If asked about my most glorious moment, I’ll confess that dancing in a completely empty studio in delirious wee hours of Houghton, MI, was better than any night beneath a sugar maple. I can’t describe the glory of the sound system, but music will never again be such a bottomless quarry. It was the late summer of 1988. I knew absolutely nothing.
HORIZON-FREE LIVING
After a few hours in a paddock with the ram, I thought maybe it wasn’t so bad. I was known for overreacting. Perhaps the fence wasn’t buzzing with electricity. My clothes felt less muddy than anticipated. It was like staying at a bed and breakfast: more rustic than the brochure, shadowed by excessive history. The history was mine. The ram had not felt a human hand in years.
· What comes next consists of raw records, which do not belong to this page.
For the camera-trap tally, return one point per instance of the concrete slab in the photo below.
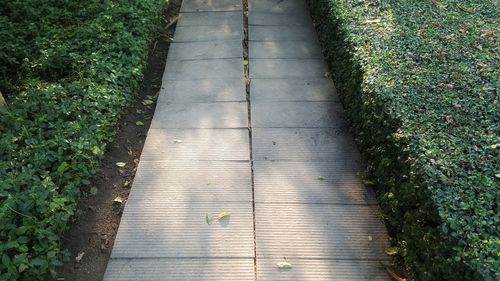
(293, 89)
(208, 33)
(203, 90)
(310, 182)
(161, 229)
(211, 18)
(287, 114)
(277, 33)
(201, 115)
(321, 269)
(211, 5)
(284, 49)
(196, 144)
(277, 6)
(205, 50)
(285, 68)
(203, 69)
(180, 269)
(304, 144)
(192, 181)
(319, 231)
(264, 18)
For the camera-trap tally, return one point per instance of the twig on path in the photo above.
(172, 22)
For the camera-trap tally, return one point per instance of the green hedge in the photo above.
(419, 80)
(69, 68)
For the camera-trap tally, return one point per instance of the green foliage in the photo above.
(419, 80)
(69, 68)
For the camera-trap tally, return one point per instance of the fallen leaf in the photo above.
(147, 102)
(284, 265)
(394, 275)
(223, 215)
(391, 251)
(79, 257)
(368, 182)
(209, 218)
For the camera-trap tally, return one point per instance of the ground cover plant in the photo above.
(68, 69)
(419, 80)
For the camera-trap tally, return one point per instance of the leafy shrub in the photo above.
(419, 80)
(69, 68)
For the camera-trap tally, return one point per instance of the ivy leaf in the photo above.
(118, 200)
(147, 102)
(62, 168)
(392, 251)
(223, 215)
(209, 218)
(284, 265)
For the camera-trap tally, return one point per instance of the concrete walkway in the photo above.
(281, 160)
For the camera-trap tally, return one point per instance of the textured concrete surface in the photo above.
(203, 90)
(203, 69)
(201, 115)
(211, 5)
(153, 228)
(303, 144)
(196, 144)
(205, 50)
(293, 89)
(309, 182)
(180, 269)
(278, 6)
(211, 18)
(321, 269)
(319, 231)
(296, 114)
(208, 33)
(193, 181)
(292, 189)
(287, 33)
(287, 68)
(283, 49)
(269, 18)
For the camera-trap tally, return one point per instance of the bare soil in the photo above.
(93, 230)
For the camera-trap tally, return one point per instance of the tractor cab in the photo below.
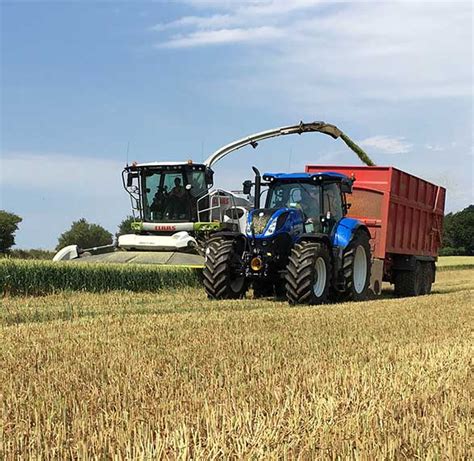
(298, 203)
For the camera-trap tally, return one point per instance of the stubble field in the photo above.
(124, 375)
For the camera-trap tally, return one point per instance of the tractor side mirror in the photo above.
(247, 187)
(346, 187)
(130, 177)
(209, 176)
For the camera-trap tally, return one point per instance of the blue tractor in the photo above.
(300, 245)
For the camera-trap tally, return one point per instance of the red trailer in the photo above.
(404, 215)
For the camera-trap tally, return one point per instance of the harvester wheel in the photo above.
(356, 266)
(222, 274)
(409, 283)
(308, 274)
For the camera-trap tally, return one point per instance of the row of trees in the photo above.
(81, 233)
(458, 232)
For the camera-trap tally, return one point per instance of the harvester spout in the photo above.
(300, 128)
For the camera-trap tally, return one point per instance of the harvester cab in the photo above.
(300, 244)
(175, 207)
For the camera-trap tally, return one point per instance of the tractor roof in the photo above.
(323, 176)
(163, 164)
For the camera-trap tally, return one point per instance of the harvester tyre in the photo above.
(409, 282)
(222, 274)
(308, 275)
(356, 264)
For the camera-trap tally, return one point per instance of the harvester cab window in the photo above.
(165, 195)
(197, 180)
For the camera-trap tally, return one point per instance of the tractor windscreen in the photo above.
(305, 196)
(314, 200)
(171, 195)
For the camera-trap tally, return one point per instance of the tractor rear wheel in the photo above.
(223, 276)
(356, 266)
(409, 282)
(308, 274)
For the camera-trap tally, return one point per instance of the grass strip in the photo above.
(36, 278)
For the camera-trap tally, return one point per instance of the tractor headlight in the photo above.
(271, 228)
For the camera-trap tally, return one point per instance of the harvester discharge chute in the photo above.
(177, 210)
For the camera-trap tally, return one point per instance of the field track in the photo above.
(175, 376)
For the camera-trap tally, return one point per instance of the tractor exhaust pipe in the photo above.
(258, 187)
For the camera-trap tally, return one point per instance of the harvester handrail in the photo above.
(312, 127)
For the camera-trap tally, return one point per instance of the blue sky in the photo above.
(176, 80)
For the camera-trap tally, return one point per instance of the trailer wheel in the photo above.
(426, 277)
(409, 283)
(356, 266)
(223, 277)
(308, 274)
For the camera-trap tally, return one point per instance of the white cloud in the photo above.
(213, 37)
(317, 52)
(435, 148)
(60, 172)
(386, 144)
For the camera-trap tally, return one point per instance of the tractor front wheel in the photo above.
(308, 274)
(223, 276)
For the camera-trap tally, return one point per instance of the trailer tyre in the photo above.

Every time the phone rang, I dropped what I was holding. Most of the calls were from a self-proclaimed licensed technician. I attempted to explain my concerns to the hold music. Somebody was asking somebody else for money on live television. A politician pushed his pamphlet through a crack under a door. I contemplated my unfinished landscape painting in the attic.
Seminars in animal husbandry are mostly about management. One teacher held up my breakout budget for everyone’s scrutiny. What I wanted to say was that I had years of relevant experience. Such a statement would not fit into a single spreadsheet cell. In my early writings, I had a tendency to reverse the words scared and sacred, to the point that my man became hallowed.
I figured it wouldn’t hurt to sing to the ram. At this moment the rain had turned to mist, as in a grocery store broccoli corridor. In previous dreams, I had traversed the countryside with the ram on a silver ribbon. Commissioned an appropriately scaled saddle. Watched as he approached a basket of freshly scrubbed leeks. Held his wise face steady for the priest’s blessing.
Of all the things I scrawled on my man’s back window, I never reconsidered the part about flexible long term investments and reversibility. I was known for adopting my own version of the truth. He prepared his dinner, and then set it aside. I was the kind of person who could abandon a painting before the edges were completely dry. He never listened to the same song twice.